Daren Rudd

Daren Rudd

Vice-President, Consulting Expert - UK Operations

When working with clients on strategy, it’s our job to help them plan for upcoming changes in the insurance landscape. Anyone following insurance news right now, however, may feel confused about what the future looks like. While there’s a lot of discussion about transformation and potential, there are also many challenges.

Five pressure areas for insurers

Although it feels like the insurance industry should be evolving faster, the reality is that most insurers are facing a shifting business and technology landscape, along with more fundamental near-term pressures from five core areas: costs, clients, competitiveness, capabilities, and compliance.

  1. Costs: Margin pressures are hampering insurers’ cost base, particularly as claims inflation impacts the bottom line. At the same time, insurers are still dealing with the cost of modernizing and running legacy processes and systems. Improving operational efficiency continues to be difficult and expensive.
  2. Clients: Insurance customer service expectations have risen in response to other industries leading the way in responding to customer needs. While some improvements have been made in insurance, many insurers continue to rely on overlaying legacy processes with digital veneers, which are often hampered by a lack of access to consistent data.
  3. Competitiveness: Insurers seek competitive advantage through data to create personalized experiences and products. However, most insurers I speak with are facing data challenges. Data silos, islands, and swamps make it difficult to deliver even a basic single view of a customer and the opportunity of using external data from third parties or Internet of Things (IoT) solutions remains untapped. The complexity and volume of valuable data to be consumed is only going to increase.
  4. Capabilities: Our Voice of Our Clients research reveals that improving business capabilities by attracting new talent is an ongoing priority for insurers. The return-to-office and hybrid work debate heightens the challenge of attracting and retaining skilled talent. Providing the right balance requires a modern working environment and flexible tools. Unwieldy systems and processes historically based on paper trails are a barrier to attracting and retaining new talent.
  5. Compliance: Finally, compliance isn’t going away. Resilience is a concern for the regulators, especially as insurers increasingly rely on third-party services. There’s an opportunity to use intelligent processing to make compliance an invisible part of processes and reduce its impact on employees.

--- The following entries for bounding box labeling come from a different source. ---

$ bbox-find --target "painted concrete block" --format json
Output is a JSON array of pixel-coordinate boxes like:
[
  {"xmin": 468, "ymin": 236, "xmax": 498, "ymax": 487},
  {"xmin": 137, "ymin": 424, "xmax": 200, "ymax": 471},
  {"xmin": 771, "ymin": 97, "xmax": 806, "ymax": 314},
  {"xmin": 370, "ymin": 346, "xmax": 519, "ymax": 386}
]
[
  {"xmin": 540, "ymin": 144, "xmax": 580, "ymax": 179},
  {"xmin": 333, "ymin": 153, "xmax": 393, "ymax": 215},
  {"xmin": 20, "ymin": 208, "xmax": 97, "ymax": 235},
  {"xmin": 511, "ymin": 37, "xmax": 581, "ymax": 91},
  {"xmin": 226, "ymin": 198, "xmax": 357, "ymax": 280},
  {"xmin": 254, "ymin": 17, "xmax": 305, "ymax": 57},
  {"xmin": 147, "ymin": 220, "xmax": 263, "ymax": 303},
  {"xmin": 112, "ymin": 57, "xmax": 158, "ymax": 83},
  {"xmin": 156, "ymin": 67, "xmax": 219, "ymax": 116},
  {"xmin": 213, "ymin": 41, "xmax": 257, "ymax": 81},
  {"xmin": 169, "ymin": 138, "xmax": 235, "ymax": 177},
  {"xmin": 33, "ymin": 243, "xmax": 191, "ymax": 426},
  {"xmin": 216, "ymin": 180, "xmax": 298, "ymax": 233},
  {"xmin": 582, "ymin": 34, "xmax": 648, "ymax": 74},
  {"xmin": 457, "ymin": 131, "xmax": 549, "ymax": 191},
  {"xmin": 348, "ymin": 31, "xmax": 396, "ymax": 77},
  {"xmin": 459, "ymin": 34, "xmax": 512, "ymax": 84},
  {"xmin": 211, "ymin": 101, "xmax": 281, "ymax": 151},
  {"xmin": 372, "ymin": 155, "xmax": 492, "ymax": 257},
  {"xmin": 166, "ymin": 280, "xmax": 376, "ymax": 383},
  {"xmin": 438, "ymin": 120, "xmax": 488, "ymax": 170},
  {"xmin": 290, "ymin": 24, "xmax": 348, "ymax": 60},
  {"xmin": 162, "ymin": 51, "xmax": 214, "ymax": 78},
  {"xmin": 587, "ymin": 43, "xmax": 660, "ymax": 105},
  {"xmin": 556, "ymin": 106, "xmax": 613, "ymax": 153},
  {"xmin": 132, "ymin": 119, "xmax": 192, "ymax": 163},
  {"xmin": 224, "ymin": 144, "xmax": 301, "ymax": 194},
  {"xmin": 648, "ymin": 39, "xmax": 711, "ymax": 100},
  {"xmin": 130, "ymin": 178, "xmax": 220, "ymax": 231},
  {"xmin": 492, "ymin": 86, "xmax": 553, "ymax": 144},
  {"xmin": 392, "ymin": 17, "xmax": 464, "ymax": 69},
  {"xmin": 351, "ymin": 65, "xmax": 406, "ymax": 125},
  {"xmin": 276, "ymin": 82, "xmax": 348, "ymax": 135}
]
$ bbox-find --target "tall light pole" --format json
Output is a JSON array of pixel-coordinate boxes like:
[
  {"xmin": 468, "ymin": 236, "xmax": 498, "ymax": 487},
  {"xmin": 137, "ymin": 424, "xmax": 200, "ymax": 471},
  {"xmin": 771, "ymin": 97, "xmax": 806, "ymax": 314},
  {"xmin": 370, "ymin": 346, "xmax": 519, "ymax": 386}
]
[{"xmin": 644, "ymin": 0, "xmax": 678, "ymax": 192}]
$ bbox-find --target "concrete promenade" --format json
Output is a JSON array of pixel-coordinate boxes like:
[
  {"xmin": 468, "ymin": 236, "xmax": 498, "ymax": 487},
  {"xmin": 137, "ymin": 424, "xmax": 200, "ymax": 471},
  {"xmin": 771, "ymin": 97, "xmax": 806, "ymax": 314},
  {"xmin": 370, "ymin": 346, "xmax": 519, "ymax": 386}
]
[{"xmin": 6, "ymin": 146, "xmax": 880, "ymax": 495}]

Value at the intersection: three disruptor technologies driving change

While these business change drivers are a focus, insurers planning their strategy can’t ignore the impact of three broad technologies on the pace of change, including data, artificial intelligence (AI), and platforms.

Data: While data has always been key to the insurance market, the sheer quantity and velocity of data available is greater than ever before. New sources of real-time data through connected assets and smart things (buildings, machines, vehicles, people) can feed insurers pricing and risk analysis. But these sources are valuable only if they can consume and process the data and turn it into actionable insights. The new capabilities that large language models (LLMs) offer enable unstructured data to become a more accessible source of insights.

AI: Although CGI has been leveraging AI in practical use cases for 20 years, it’s generative AI (GenAI) that has positioned AI as a tool with disruptive potential. The seemingly exponential increase in GenAI capabilities makes it a key consideration for any strategy, but it needs to be coupled with deep thinking on how to use it, along with good quality data to deliver on its promise. The ability to understand unstructured or visual data offers an opportunity for insurers to adapt their operating models and services. (For more on this topic, I invite you to check out my colleague Diane Gutiw’s blog, Guardrails for data protection in the age of GenAI.)

Platforms: The final disruptive technology force is access to cloud platforms and solutions. For business leaders, the key consideration is how this technology lowers the barrier to entry for smaller players or specialists. In the past, the high capital expenditure required to access a platform was a barrier to entering the market. Today, new entrants can compete on a more level technology playing field, which reduces the protection large established insurers had in the past. For established insurers, easier access to cloud technology means they can innovate and learn fast without digging deeply into pockets already stretched by supporting legacy systems.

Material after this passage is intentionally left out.